‘Substance’ found at Birmingham house after five arrested by terror police

From Yahoo News, the Daily Record and the Birmingham Mail

Police have found a “suspicious substance” at an address in Birmingham after targeting a terror cell with reported links to the atrocities in Paris and Brussels. They insisted there was no danger to the public after the discovery during a raid on the home of a taxi driver in the Small Heath area of the city.

The revelations came as a suspected UK Isis cell was smashed yesterday during a string of raids by armed police across the country. It follows the arrest of four men and a woman in Birmingham and at Gatwick Airport as part of an investigation involving MI5 and authorities in France and Belgium. 

The arrests, which Whitehall officials described as “significant”, came after months of surveillance work by British police and MI5.  A source said of the Paris and Brussels attackers: “The network were targeting the London Eye and other places where crowds gather in the UK.”

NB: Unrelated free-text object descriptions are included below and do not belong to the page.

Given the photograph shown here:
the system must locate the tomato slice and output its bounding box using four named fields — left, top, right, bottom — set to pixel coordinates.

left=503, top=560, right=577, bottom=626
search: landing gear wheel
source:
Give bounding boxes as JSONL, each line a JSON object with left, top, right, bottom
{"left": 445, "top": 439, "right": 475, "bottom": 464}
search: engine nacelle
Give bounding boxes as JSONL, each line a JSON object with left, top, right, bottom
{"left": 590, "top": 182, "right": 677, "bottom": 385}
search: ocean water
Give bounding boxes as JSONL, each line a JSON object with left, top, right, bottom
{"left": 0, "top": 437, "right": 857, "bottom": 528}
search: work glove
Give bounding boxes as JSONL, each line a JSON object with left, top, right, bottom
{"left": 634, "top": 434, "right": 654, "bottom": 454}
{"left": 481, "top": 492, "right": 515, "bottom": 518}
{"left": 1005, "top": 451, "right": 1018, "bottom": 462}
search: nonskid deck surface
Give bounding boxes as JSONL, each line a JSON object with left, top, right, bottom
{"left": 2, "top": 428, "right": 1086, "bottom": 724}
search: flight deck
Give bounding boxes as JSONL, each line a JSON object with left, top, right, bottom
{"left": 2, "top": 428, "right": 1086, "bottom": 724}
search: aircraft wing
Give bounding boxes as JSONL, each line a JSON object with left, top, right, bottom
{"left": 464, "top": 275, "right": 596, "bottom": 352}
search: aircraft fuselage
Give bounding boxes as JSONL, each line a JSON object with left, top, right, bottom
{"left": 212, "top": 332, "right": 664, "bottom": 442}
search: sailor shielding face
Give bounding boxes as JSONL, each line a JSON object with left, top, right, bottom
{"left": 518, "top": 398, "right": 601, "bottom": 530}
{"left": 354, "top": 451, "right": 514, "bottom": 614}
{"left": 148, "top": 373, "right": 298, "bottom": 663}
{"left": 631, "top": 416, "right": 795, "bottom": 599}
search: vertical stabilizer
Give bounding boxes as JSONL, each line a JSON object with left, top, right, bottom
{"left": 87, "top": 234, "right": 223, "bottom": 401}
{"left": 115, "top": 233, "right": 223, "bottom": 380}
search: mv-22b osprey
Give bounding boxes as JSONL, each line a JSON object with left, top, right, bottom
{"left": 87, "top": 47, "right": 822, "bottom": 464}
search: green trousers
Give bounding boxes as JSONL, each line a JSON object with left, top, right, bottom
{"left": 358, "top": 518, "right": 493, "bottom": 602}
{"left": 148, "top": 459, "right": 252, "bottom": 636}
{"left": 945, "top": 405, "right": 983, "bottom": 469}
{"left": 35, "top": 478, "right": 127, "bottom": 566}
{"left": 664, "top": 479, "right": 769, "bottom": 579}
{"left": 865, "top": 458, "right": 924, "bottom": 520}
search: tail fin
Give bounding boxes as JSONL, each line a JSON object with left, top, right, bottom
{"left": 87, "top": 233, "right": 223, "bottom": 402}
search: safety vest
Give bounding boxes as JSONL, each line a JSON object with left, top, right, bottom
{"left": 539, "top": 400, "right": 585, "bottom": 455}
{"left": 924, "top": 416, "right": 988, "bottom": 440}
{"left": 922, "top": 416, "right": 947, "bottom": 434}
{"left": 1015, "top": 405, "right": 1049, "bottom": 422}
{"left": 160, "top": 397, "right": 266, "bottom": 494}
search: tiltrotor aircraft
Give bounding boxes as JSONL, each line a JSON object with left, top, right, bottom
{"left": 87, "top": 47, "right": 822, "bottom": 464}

Security authorities in the UK had been surveilling the Birmingham terror suspects since the recovery of slain Paris attack ringleader Abdelhamid Abaaoud’s mobile phone after he was killed after being cornered in the St Denis suburb of Paris just days after the attacks in the city.

The source said: “An examination of a phone used by Abaaoud also contained the same image of the Bullring shopping centre found on Abrini’s phone.” 

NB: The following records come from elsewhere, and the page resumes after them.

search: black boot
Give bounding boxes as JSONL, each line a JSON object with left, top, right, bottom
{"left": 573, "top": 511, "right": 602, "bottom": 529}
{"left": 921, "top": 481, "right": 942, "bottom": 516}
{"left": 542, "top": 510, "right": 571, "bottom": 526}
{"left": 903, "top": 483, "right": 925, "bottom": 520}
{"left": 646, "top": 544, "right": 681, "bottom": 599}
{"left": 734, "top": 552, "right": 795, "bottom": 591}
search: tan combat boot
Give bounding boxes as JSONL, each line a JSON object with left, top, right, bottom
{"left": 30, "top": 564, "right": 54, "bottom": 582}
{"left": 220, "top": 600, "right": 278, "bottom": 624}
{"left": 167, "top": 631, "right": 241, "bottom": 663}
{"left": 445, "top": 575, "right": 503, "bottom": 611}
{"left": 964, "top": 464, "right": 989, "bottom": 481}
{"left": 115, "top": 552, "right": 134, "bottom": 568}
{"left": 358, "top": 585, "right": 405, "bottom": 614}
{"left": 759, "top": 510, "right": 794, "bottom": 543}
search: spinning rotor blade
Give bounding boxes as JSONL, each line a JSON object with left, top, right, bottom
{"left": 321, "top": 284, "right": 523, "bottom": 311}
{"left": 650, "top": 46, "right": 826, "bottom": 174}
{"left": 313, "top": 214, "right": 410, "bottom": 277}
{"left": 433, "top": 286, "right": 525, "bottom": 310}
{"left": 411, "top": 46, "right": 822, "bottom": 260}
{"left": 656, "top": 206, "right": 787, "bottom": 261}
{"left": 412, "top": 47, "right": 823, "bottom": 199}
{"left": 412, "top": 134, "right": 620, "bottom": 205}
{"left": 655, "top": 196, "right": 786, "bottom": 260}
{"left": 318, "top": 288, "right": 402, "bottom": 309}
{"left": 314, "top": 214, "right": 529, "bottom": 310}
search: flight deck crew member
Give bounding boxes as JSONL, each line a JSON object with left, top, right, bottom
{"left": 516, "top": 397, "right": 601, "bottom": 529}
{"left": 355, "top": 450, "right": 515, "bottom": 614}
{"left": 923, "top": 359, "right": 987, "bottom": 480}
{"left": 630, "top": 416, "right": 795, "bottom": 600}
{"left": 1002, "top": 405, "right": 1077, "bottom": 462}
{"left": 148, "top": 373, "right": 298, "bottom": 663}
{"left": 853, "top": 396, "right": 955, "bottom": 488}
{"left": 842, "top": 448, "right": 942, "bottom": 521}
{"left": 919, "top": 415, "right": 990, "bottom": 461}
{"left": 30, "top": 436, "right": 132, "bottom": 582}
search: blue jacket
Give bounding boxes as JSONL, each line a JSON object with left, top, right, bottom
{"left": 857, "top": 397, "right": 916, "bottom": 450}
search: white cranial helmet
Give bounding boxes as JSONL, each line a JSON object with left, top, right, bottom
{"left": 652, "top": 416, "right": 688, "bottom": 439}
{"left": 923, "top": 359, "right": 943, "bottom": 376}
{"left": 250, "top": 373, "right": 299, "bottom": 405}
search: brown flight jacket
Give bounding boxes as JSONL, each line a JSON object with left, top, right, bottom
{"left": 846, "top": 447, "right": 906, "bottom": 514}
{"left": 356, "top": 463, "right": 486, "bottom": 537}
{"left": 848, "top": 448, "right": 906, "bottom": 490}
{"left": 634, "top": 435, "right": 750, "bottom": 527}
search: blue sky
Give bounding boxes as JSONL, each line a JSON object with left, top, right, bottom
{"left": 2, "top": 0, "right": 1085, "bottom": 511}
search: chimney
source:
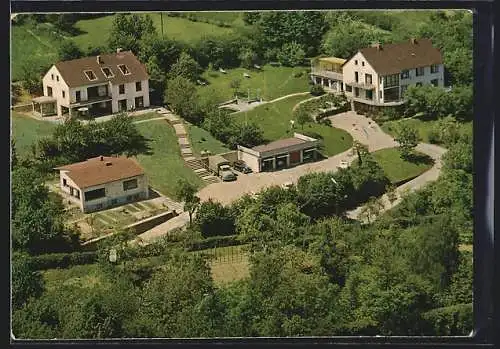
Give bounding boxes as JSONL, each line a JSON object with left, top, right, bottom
{"left": 97, "top": 55, "right": 103, "bottom": 64}
{"left": 100, "top": 156, "right": 103, "bottom": 161}
{"left": 410, "top": 38, "right": 417, "bottom": 45}
{"left": 116, "top": 48, "right": 122, "bottom": 53}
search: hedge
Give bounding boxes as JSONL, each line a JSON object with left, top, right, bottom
{"left": 30, "top": 251, "right": 98, "bottom": 270}
{"left": 186, "top": 234, "right": 240, "bottom": 251}
{"left": 420, "top": 303, "right": 473, "bottom": 336}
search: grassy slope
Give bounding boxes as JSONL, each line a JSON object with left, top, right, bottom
{"left": 234, "top": 94, "right": 353, "bottom": 157}
{"left": 135, "top": 119, "right": 203, "bottom": 199}
{"left": 186, "top": 123, "right": 230, "bottom": 156}
{"left": 10, "top": 24, "right": 61, "bottom": 81}
{"left": 372, "top": 147, "right": 433, "bottom": 184}
{"left": 381, "top": 119, "right": 472, "bottom": 144}
{"left": 72, "top": 13, "right": 234, "bottom": 49}
{"left": 198, "top": 65, "right": 310, "bottom": 103}
{"left": 11, "top": 112, "right": 58, "bottom": 157}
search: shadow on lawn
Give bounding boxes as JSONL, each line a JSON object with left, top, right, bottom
{"left": 405, "top": 153, "right": 434, "bottom": 165}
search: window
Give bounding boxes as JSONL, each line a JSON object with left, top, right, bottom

Paris attacks terror suspect Mohamed Abrini had photographs of the recently refurbished Birmingham New Street train station, Bullring shopping centre and Aston Villa’s football ground stored in his mobile phone, sources close to the investigation have revealed.

The images were recovered along with stored contacts after investigators forensically examined the 31-year-old’s phone last week. The photographs are believed to have been taken during what investigators now believe to have been three separate visits by Abrini to the UK in 2015 including a final trip in July 2015.

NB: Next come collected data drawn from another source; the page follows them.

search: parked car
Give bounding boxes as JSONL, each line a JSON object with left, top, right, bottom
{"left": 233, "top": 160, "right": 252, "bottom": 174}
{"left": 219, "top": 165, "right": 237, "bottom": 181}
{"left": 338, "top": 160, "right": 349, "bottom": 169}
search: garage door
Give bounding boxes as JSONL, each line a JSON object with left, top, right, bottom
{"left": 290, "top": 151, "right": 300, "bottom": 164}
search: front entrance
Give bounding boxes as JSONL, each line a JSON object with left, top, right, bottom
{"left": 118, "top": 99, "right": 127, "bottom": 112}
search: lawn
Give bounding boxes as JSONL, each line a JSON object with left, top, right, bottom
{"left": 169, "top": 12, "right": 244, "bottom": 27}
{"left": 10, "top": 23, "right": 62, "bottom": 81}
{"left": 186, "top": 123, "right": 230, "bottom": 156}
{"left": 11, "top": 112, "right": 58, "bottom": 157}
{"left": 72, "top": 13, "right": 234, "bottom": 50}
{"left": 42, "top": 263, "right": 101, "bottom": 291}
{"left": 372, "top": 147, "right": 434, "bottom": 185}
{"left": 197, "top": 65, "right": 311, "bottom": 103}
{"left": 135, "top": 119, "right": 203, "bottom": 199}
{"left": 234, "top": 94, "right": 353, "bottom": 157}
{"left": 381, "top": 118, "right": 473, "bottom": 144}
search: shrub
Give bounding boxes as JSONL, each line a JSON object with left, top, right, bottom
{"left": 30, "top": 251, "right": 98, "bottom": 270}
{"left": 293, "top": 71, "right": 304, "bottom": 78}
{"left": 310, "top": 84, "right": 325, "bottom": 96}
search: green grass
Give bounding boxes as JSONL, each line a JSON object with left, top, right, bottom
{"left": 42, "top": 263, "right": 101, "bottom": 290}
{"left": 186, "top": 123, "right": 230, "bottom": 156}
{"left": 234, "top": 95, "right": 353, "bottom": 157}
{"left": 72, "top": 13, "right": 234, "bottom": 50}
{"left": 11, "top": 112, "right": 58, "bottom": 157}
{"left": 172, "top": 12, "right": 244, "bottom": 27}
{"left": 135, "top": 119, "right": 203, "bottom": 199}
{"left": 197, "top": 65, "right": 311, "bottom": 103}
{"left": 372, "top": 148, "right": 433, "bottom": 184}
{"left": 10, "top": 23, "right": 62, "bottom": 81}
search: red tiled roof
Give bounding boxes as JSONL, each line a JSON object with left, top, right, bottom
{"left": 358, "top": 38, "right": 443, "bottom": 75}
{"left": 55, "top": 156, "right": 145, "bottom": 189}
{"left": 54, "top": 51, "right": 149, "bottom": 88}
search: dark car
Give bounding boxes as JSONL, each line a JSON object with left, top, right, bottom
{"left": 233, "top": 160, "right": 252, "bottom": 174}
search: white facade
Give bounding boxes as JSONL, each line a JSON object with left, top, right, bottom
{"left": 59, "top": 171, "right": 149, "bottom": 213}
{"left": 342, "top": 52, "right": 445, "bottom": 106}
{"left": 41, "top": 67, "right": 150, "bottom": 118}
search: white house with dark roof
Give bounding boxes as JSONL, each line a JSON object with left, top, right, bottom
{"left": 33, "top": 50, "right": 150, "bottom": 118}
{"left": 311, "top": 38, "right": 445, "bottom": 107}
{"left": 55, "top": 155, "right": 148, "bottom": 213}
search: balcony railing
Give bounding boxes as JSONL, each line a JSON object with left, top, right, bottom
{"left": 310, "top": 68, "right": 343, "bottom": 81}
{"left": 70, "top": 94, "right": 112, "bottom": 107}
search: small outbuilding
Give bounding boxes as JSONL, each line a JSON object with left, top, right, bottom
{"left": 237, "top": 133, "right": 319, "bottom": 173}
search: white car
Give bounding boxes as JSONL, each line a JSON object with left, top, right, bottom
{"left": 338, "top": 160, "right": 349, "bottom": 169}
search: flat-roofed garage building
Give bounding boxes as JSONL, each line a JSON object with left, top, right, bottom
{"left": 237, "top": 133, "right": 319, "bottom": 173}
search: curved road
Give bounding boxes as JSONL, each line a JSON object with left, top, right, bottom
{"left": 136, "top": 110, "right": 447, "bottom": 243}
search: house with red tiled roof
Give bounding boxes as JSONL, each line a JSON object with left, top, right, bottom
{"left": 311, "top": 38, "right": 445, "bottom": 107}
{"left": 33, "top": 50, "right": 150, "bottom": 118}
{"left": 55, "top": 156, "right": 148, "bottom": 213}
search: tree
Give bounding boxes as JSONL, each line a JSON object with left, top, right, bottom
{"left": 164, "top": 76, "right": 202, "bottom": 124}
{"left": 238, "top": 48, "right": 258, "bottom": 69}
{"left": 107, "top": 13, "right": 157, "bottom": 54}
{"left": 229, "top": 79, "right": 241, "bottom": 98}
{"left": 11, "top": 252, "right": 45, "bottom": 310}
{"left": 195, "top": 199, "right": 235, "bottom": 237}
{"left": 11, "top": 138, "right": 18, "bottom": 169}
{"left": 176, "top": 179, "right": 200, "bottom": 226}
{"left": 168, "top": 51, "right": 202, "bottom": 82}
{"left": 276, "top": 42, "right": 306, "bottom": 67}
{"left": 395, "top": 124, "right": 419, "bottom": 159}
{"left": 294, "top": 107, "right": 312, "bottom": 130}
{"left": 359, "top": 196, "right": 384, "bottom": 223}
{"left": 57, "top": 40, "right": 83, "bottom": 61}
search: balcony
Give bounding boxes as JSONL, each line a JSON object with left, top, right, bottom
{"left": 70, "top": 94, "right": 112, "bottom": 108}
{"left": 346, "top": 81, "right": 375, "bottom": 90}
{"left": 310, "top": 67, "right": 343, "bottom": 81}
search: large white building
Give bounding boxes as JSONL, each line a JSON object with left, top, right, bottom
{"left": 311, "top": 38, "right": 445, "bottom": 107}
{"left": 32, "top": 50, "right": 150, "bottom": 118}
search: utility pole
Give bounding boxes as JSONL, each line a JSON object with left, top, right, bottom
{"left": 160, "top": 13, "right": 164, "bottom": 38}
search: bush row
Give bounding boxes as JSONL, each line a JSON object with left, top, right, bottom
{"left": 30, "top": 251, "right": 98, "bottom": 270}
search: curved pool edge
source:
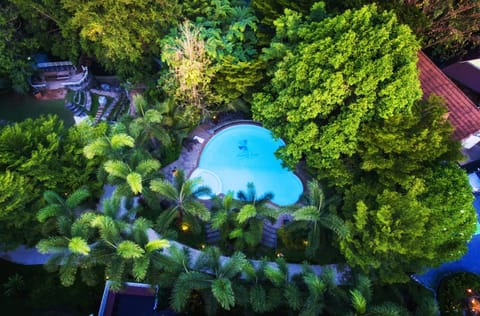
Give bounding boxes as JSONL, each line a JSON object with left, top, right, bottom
{"left": 190, "top": 122, "right": 305, "bottom": 206}
{"left": 190, "top": 168, "right": 223, "bottom": 200}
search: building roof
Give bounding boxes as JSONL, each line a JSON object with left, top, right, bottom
{"left": 417, "top": 51, "right": 480, "bottom": 141}
{"left": 443, "top": 59, "right": 480, "bottom": 94}
{"left": 98, "top": 281, "right": 178, "bottom": 316}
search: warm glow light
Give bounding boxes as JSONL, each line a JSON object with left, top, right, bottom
{"left": 469, "top": 297, "right": 480, "bottom": 313}
{"left": 467, "top": 288, "right": 473, "bottom": 294}
{"left": 276, "top": 252, "right": 284, "bottom": 258}
{"left": 181, "top": 223, "right": 189, "bottom": 232}
{"left": 303, "top": 240, "right": 309, "bottom": 246}
{"left": 201, "top": 244, "right": 206, "bottom": 249}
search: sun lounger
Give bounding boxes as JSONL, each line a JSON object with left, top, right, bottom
{"left": 193, "top": 136, "right": 205, "bottom": 144}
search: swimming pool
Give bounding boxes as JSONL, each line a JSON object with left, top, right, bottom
{"left": 190, "top": 124, "right": 303, "bottom": 206}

Paris attacks ringleader Abdelhamid Abaaoud travelled to UK in October 2015 arriving on the Kent coast from continental Europe using false documents. He initially stayed in London where he met jihadist associates including one from Leicestershire.

The Leicester associate is linked to Baghdad Mezaine an Algerian former Al Qaida operative who was involved in a massive credit card/false documents “factory” busted in Leicester in mid 2000s. His gang were supplying money and forged documents to AQ linked jihadis across Europe and laid the foundations for a Midlands-centred criminal/jihadist network of trusted north African Islamists. It is understood that it is the rump of this established terror-funding network which ISIS has now accessed and used to help finance the Paris and Brussels attacks.

A security source said: “The Birmingham connection played a major role in the movement of cash in the run up to the Paris and Brussels attacks. We know that the Birmingham gang is involved in collecting illicit crime-generated cash in a sophisticated Europe wide money laundering scam directed by Islamists.”

Meanwhile, an 18-year-old man from Birmingham was held by counter-terrorism officers at Manchester Airport on Saturday after returning to Britain. His arrest (is) unrelated to the Brussels inquiry.